Since last Tuesday, the date on which Nepal enforced the system at Kolkata port, customs agents at the port have been disrupting the movement of Nepal-bound cargo.
According to freight forwarders, over the period, the agents handed over only four to five containers to the Container Corporation of India, the shipping company offering its service at the sea port.
Rabi Shankar Sainju, joint-secretary at the Ministry of Industry, Commerce and Supplies, said the authority was negotiating with customs agents to ensure hassle free movement. According to him, the Kolkata based Consulate General office has taken the lead to hold talks with the protesting group.
Electronic tracking uses the Global Positioning System, a satellite-based radio navigation system, and allows the shipper to keep track of consignments. Under the transshipment privilege, the containers are directly sent to the Birgunj dry port where they can receive customs clearance.
Previously, in the conventional system, the cargo was required to undergo clearance at the entry port followed by inspections at around seven Indian check posts. With the delay, Nepali importers, who used to receive 14 to 21 days turnaround time from the shipping company, were compelled to bear excess financial burden from the huge demurrage charges.
Agents are upset by the loss of income that they used to earn by using the manual system and expressed their dissatisfaction by stopping the movement of goods. Most of the agents have been disrupting the movement of entire containers that are carrying goods from the third countries.
Nepal has been receiving transshipment privileges and using electronic cargo tracking at Vishakhapatnam port since August, and this was extended to Haldiya and Kolkata ports with the consent of Indian authorities.
Currently, around 400 customs agents are engaged in clearing Nepal-bound cargo at Kolkata port who are paid a commission for their services.
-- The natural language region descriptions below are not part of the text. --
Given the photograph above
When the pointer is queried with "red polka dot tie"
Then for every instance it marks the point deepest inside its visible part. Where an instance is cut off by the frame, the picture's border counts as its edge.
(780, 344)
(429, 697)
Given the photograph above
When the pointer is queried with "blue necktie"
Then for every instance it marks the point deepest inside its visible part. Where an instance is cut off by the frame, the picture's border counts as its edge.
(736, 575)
Nepal receives 200-300 containers per week via the Indian sea port.
Rajan Sharma, past president of the Nepal Freight Forwarders’ Association, said the shipping company could not transport the cargo after the customs clearing agents denied handing over the consignment to them. “Although the agents have agreed in principle to allow the movement, they are still being reluctant to hand over the concerned documents to the shipping company,” Sharma said.
Prakash Singh Karki, president of the association, said cargo movement is likely to be resumed from Monday after the customs agents gave a green signal to the authority. “However, it is unclear on what basis the agents have consented to call off their protest,” Karki said.